Everyone knows that Digg users are highly social and many are familiar with the traditional ranking of popular posts and other data that is available on (data used in this post is as of 8/3/2008). Just for fun, I decided to toss this data into a spreadsheet and splice and dice it a bit to see what I might find.

After this exercise, I now think there are groups of Digg users with different tendencies.

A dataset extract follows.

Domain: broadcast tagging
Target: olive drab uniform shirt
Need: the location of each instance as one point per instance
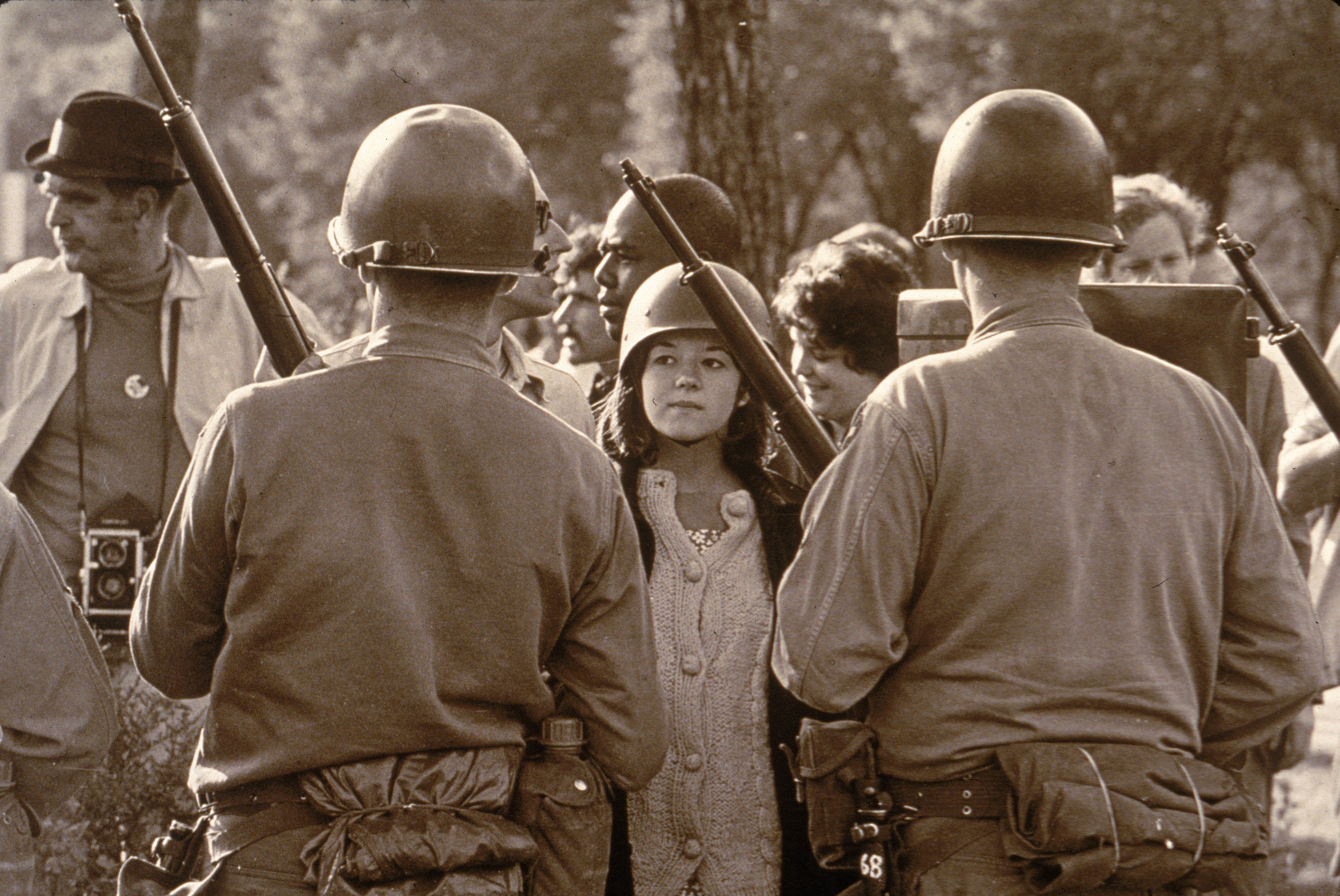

I’ll tentatively entitle these tendencies Super Socialites and Relevants – users who wait for can’t miss content. These users fall into two subcategories – High Submit Success and Infrequent Participation. Check out the wide variations in these new metrics sources, which are agnostic as to the tenure of the Digg  user:

Digg User   # Popular
MrBabyMan 2644
msaleem 1681
zaibatsu 1410
supernova17 1210
MakiMaki 1046
mklopez 913
skored 842
tomboy501 563
IvanB 485
pizzler 459

Digg User   High Submit Success Ratio
kevinrose 97.105%
FirstDigg 80.180%
haxr 63.095%
diggboss 61.184%
sepultura 60.773%
macbot 55.556%
openthink 52.301%
lazycat 50.314%
supernova17 49.187%

Digg User   Diggs per Popular  (lowest voting participation)
normalkid 7.373
tarkullu 15.327
macbot 19.133
lnfiniteLoop 20.118
mklopez 24.648
Vinvin 25.163
kevinrose 27.827
MrEMan 27.909
MrBabyMan 36.769

Digg User  Diggs per Popular (highest voting participation)
ShuTian 1025.769
numberneal 901.385
maxyRO 820.896
zoomtechtv 767.209
emberjohn 713.982
FamilyGuyFan 711.771
lekahe 679.068
vroom101 675.685
iching 563.242
Konstantino 554.347

While every change of the Digg algorithm, these rankings shift anew in unpredictable ways.  These new metrics show some clear differences in the tendencies of some Digg users. It would be be wise to pause and analyze these different types of Digg users and how their mixture of roles create value on Digg.